If you manage servers with OpenSSH access, you have no doubt been subject to the barrage of ssh brute-force attempts that occurs across the internet. Some administrators deal with this by either changing the default port (security by obscurity), utilizing public keys, threshold blocking, or white-listing source IP addresses among other things. AWS has security groups that lets you do this easily. However, if you are among those who have to allow public access from anywhere on the default port, you can at least monitor these attempts for trends or setup a SSH Honeypot and do all the sweet things. I decided to try the former using Splunk.
The first thing I did was figure out my search terms:
index="logger" sourcetype=syslog host=labs.sawbox.net
This gives me all the logs from the ‘logger’ index that were ingested via syslog and only outputs the specified host. This is great, but we only need the ssh login failures. Adding a few more search terms we get:
index="logger" sourcetype=syslog host=labs.sawbox.net sshd CASE(Invalid) user
Now that looks much better. CASE( ) is used when we want an exact match (case-sensitive), which produces all the login failures. We can do things like track total count or in our case aggregate the usernames and look for trends. Splunk didn’t carve out the user or IP field automatically so we will have to do that using field extraction.

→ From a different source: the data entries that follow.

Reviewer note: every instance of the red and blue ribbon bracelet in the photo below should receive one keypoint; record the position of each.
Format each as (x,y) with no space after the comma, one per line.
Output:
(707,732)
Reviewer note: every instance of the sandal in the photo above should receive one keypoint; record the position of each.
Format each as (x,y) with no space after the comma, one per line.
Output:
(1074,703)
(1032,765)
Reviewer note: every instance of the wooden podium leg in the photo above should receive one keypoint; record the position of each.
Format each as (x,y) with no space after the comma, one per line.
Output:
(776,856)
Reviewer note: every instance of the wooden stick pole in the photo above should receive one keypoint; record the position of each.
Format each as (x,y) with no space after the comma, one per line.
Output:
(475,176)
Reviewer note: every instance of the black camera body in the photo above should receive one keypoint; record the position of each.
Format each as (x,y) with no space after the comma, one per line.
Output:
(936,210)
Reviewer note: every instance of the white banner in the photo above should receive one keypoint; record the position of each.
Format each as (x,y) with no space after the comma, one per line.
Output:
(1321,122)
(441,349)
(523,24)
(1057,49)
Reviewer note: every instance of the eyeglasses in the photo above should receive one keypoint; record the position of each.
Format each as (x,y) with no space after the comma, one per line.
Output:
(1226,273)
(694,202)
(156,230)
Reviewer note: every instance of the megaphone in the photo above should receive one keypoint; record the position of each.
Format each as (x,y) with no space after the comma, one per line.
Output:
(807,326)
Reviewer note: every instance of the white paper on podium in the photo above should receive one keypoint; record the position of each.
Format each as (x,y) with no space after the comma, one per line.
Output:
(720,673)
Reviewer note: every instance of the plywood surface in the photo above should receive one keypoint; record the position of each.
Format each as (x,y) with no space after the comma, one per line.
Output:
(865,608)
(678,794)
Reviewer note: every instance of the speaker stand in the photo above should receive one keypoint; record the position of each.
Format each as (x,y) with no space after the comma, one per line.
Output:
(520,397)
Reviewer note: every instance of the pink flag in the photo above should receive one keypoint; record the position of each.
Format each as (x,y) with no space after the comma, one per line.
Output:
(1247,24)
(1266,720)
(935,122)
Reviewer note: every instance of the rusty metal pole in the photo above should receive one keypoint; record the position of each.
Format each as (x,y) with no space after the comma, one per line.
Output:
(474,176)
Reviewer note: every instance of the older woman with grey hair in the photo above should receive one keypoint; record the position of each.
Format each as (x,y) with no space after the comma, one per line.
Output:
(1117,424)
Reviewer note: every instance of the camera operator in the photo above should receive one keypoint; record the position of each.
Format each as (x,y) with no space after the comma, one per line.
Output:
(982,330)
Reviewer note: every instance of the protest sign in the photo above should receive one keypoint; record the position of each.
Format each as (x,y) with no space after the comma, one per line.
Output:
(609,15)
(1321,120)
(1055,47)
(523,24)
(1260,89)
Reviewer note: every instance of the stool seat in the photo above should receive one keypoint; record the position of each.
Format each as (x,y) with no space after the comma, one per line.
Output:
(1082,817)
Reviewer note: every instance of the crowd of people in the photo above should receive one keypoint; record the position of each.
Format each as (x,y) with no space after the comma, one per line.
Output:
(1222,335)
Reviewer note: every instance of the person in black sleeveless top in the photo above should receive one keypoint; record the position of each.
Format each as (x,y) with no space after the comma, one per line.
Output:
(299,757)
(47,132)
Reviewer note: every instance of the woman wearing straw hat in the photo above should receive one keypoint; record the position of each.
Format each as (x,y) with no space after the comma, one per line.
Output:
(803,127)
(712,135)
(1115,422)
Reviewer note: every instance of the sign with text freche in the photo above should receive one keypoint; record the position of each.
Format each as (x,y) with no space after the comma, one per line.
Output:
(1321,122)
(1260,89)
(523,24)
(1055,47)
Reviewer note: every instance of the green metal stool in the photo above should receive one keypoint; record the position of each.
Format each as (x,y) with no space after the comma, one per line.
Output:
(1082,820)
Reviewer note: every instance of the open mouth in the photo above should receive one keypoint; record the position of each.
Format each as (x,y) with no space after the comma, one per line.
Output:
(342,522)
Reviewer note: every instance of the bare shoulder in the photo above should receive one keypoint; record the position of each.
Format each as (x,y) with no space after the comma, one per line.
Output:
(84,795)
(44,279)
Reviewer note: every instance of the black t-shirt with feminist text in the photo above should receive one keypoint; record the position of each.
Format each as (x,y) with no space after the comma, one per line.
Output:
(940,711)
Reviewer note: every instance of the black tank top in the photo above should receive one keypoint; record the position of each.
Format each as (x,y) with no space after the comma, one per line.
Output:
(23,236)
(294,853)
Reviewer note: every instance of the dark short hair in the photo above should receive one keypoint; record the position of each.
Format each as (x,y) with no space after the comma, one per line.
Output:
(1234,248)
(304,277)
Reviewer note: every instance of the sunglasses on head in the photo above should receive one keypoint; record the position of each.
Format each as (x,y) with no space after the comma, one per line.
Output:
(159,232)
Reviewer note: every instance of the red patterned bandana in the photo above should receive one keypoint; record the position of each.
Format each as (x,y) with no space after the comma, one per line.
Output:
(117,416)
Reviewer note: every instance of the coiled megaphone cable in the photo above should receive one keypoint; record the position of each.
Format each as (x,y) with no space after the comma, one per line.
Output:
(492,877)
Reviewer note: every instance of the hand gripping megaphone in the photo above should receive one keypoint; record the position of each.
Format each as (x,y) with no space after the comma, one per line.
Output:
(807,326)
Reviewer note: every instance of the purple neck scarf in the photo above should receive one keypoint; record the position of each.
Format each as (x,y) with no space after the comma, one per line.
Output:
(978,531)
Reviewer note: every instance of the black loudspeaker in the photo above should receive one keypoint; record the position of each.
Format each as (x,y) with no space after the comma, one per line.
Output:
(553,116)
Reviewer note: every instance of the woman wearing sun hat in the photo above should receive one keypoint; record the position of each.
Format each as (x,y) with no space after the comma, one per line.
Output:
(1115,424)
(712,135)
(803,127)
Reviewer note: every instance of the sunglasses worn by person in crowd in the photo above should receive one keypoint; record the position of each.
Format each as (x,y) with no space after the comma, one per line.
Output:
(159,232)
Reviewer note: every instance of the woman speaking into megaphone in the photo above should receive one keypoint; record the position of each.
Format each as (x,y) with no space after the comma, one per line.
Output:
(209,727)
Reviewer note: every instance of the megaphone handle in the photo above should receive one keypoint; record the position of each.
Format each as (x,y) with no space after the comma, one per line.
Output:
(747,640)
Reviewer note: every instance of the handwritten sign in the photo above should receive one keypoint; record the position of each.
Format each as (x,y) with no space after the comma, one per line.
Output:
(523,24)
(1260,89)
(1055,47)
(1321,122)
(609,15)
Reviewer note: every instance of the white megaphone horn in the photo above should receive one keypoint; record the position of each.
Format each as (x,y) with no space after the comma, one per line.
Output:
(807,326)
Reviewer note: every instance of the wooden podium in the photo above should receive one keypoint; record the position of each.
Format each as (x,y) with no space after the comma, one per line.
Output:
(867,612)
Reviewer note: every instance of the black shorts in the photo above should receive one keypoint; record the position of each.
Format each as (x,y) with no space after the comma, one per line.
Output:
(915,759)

We highlight the two fields we need and assign the names ‘User’ and ‘src’. Now when we perform the search again we see it gets populated under interesting fields.
If you look towards the bottom on the graphic you can see that User and src have now been extracted. Lets use these fields in a search:
index="logger" sourcetype=syslog host=labs.sawbox.net sshd CASE(Invalid) user | chart count by User
If we can sort the list by username frequency that would be much more usable:
index="logger" sourcetype=syslog host=labs.sawbox.net sshd CASE(Invalid) user | chart count by User | sort -count limit=10
We limited our output to the top 10 usernames and sorted the list in descending order. Now we can see that the user ‘admin’ over the last 30 days is the most frequently attempted username for this attack. We can take this process one step further and utilize data visualization with dashboards, which gives us:
Great! Now we can visually see which usernames are popular across a rolling 30 day period. Hopefully, you do not have actual users in the top 10. Ok let us shift over to those IP addresses. Since we have our templated search already done, all that is necessary is for us to tailor it to show us the top 10 IP addresses that have been probing our server:
index="logger" sourcetype=syslog host=labs.sawbox.net sshd CASE(Invalid) user | chart count by src | sort -count limit=10
Here we create a chart by source IP address and count the number of times we see that IP address. Each occurrence is a failed attempt to login based on how we did the extraction. You can see that several hosts have tried a few hundred times to log into this particular machine. How about a visual aid for this data:
Perfect! There you have it. Top 10 IP addresses that you can use to bolster your defenses.
Be careful not to solely focus on the top 10 as that’s only the noisy traffic. Keep an eye on the low and slow.
There are many other things we can do with this data to include using a similar process for successful logins, but that’s for another blog post. Thanks for reading.